Maduro, durante un acto transmitido en cadena nacional, declaró que la ley busca «hacer justicia» y defender al país frente a las sanciones promovidas por Estados Unidos y sus aliados. «Es una ley para vencer todas las amenazas, todos los bloqueos, del imperialismo norteamericano», afirmó.
La legislación establece que cualquier ciudadano que «promueva, solicite o respalde medidas coercitivas unilaterales» será procesado, incluso en ausencia, según el texto.
La promulgación de la ley ocurre en medio de tensiones por la controvertida reelección de Maduro para un tercer mandato (2025-2031), denunciada como fraudulenta por la oposición venezolana, liderada por María Corina Machado, quien reivindica la victoria del candidato Edmundo González Urrutia.
Por su parte, la norma es interpretada como una respuesta a un proyecto de ley aprobado por la Cámara de Representantes de EE. UU., conocido como Ley BOLIVAR, que busca fortalecer las sanciones contra el gobierno de Maduro al restringir contratos con entidades vinculadas al régimen. Este proyecto aún está en discusión en el Senado estadounidense.

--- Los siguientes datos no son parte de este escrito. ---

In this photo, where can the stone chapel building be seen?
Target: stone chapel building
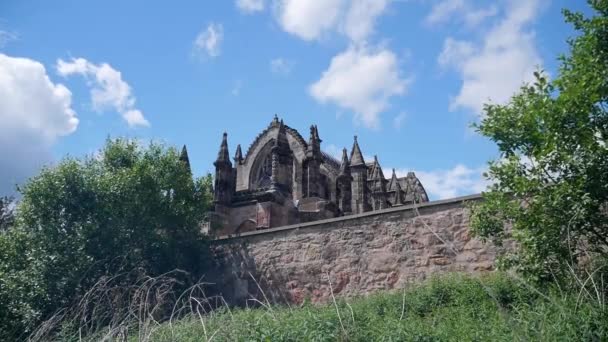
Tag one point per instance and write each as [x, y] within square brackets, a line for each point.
[283, 180]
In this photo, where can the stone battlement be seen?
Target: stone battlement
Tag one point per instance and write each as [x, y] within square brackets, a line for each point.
[350, 255]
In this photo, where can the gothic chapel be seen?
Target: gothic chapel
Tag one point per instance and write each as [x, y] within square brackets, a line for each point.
[283, 180]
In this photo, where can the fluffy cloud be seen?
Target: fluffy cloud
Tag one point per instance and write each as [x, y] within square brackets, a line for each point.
[108, 89]
[458, 181]
[348, 84]
[281, 66]
[34, 112]
[308, 19]
[250, 6]
[6, 37]
[398, 120]
[446, 10]
[495, 68]
[311, 19]
[208, 41]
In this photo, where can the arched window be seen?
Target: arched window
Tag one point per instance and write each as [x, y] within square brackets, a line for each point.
[264, 173]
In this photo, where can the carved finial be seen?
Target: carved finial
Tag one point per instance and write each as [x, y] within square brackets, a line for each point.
[345, 165]
[356, 157]
[183, 157]
[238, 156]
[222, 155]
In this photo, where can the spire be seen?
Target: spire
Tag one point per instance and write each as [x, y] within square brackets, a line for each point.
[393, 183]
[397, 199]
[345, 165]
[314, 144]
[377, 173]
[280, 140]
[356, 157]
[275, 121]
[377, 177]
[238, 156]
[222, 156]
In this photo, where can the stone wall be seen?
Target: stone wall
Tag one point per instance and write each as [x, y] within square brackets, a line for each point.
[351, 255]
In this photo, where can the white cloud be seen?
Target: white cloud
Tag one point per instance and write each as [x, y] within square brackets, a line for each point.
[459, 11]
[108, 89]
[208, 41]
[458, 181]
[398, 120]
[494, 69]
[34, 112]
[6, 37]
[361, 17]
[312, 19]
[250, 6]
[362, 81]
[308, 19]
[236, 87]
[281, 66]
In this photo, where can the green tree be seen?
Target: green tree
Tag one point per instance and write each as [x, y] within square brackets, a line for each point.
[550, 185]
[7, 212]
[127, 208]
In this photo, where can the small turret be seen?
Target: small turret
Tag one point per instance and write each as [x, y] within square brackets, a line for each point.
[378, 186]
[356, 157]
[398, 199]
[393, 182]
[345, 164]
[238, 156]
[312, 165]
[359, 187]
[282, 160]
[344, 193]
[183, 157]
[224, 178]
[223, 156]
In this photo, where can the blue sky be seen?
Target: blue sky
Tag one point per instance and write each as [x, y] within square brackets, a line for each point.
[407, 77]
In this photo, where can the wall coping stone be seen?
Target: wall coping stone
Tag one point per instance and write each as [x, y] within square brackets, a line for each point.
[475, 197]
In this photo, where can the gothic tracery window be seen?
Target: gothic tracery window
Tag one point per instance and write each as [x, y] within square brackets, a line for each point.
[265, 172]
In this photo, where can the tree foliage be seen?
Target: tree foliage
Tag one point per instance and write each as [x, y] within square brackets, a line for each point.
[127, 208]
[550, 185]
[7, 212]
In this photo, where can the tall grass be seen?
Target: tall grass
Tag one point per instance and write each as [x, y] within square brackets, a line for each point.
[496, 307]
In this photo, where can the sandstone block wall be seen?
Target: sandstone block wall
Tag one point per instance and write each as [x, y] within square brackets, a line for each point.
[350, 255]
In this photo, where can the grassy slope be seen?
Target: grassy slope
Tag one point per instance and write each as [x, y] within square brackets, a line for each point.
[455, 308]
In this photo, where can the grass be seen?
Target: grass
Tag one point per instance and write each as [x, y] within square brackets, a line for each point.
[453, 308]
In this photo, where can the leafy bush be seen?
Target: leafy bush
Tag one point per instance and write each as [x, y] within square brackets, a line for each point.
[127, 208]
[550, 186]
[448, 308]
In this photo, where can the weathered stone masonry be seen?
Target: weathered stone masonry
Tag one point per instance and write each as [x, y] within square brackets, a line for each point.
[359, 254]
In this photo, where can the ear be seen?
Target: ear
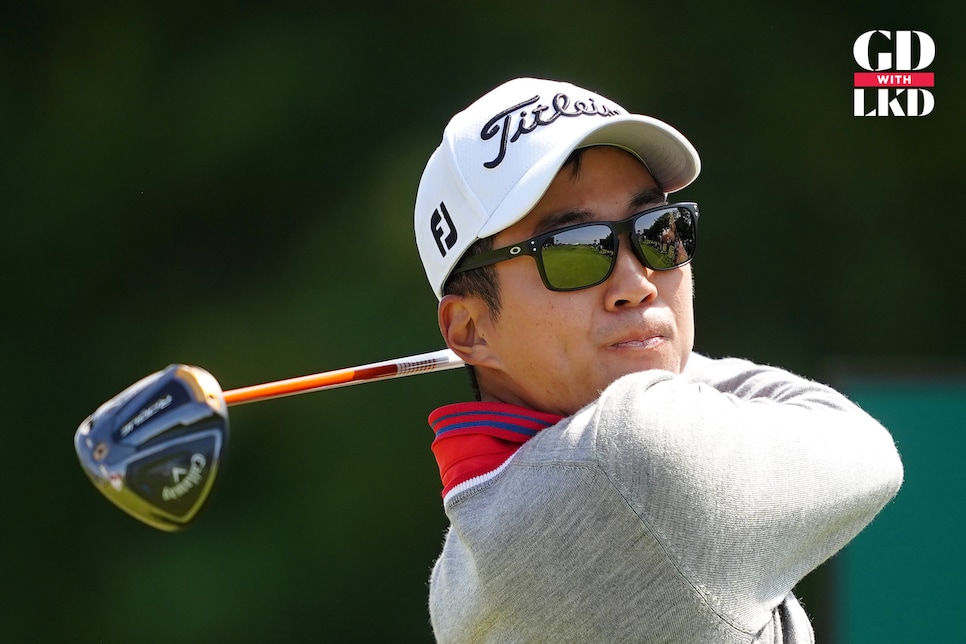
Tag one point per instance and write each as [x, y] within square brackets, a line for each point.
[465, 322]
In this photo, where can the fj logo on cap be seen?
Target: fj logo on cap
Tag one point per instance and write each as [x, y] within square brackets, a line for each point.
[527, 121]
[894, 84]
[435, 225]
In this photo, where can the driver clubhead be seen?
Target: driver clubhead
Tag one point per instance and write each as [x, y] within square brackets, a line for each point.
[154, 449]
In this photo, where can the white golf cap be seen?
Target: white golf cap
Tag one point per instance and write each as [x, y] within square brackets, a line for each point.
[499, 155]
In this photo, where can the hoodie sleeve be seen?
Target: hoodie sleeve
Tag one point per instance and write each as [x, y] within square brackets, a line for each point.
[748, 476]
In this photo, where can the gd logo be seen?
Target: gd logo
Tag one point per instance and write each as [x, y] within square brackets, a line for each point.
[895, 83]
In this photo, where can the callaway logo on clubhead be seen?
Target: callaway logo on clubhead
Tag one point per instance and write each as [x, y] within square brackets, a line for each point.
[154, 449]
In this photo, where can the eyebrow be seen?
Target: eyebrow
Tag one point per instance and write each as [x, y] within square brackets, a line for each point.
[642, 200]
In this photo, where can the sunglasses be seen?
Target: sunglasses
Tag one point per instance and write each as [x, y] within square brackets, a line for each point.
[583, 255]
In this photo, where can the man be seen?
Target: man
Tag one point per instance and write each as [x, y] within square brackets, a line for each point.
[609, 485]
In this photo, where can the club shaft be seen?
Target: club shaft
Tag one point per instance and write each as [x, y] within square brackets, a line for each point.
[411, 365]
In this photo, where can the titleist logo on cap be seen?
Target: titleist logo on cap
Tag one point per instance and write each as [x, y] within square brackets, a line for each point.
[529, 120]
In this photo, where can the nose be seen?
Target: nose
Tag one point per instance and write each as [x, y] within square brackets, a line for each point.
[630, 283]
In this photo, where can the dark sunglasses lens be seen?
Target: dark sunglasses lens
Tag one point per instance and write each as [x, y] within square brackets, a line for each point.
[578, 257]
[666, 237]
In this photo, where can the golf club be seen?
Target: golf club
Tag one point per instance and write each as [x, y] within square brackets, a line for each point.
[154, 449]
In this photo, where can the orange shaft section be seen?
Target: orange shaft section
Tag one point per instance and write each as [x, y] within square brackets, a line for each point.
[423, 363]
[305, 384]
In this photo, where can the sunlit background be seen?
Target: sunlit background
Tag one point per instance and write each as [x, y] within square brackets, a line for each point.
[231, 185]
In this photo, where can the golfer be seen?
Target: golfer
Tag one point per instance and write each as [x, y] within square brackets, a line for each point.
[609, 484]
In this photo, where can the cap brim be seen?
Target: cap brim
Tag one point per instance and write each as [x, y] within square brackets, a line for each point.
[670, 158]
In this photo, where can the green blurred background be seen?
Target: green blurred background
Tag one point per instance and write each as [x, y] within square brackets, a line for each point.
[231, 185]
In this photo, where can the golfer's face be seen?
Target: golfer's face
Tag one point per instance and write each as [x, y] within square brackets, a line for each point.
[558, 350]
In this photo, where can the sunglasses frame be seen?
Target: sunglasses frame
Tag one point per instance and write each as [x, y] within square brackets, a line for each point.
[533, 247]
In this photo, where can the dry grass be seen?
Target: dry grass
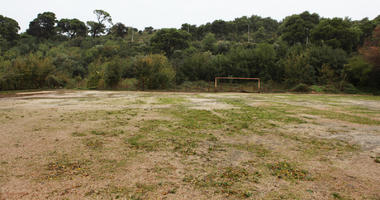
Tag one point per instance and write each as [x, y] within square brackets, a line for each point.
[135, 145]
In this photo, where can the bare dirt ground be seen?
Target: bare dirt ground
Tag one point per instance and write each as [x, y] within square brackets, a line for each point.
[140, 145]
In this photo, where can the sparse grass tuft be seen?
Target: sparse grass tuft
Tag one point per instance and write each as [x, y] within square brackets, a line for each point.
[78, 134]
[94, 144]
[287, 171]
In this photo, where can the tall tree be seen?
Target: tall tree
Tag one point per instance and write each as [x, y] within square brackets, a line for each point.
[8, 28]
[297, 28]
[169, 40]
[72, 27]
[99, 27]
[43, 26]
[119, 30]
[337, 33]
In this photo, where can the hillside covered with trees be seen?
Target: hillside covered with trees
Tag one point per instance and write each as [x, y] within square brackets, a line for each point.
[338, 55]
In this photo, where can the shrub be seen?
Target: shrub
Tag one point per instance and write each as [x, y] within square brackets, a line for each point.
[154, 72]
[301, 88]
[349, 88]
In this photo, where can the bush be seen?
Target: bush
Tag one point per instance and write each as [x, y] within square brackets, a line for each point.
[316, 88]
[154, 72]
[330, 89]
[301, 88]
[349, 88]
[129, 84]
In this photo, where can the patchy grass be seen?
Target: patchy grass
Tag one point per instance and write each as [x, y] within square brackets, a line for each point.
[131, 145]
[288, 171]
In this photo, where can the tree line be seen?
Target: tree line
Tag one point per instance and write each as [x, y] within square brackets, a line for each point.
[338, 54]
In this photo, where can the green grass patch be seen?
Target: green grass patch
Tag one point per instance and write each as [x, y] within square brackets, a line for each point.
[171, 100]
[287, 171]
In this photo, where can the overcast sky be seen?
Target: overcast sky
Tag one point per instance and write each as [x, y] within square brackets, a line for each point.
[173, 13]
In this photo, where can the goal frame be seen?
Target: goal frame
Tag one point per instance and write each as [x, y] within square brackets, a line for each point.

La oposición venezolana calificó la ley como un intento de intimidación y un retroceso en los derechos civiles y políticos. Machado declaró que “esta medida es un reflejo del temor del régimen a la presión internacional y a la fuerza de un pueblo que exige cambio”.
Mientras tanto, analistas internacionales advierten que la ley podría generar mayores tensiones diplomáticas y profundizar la crisis económica y social que afecta al país sudamericano.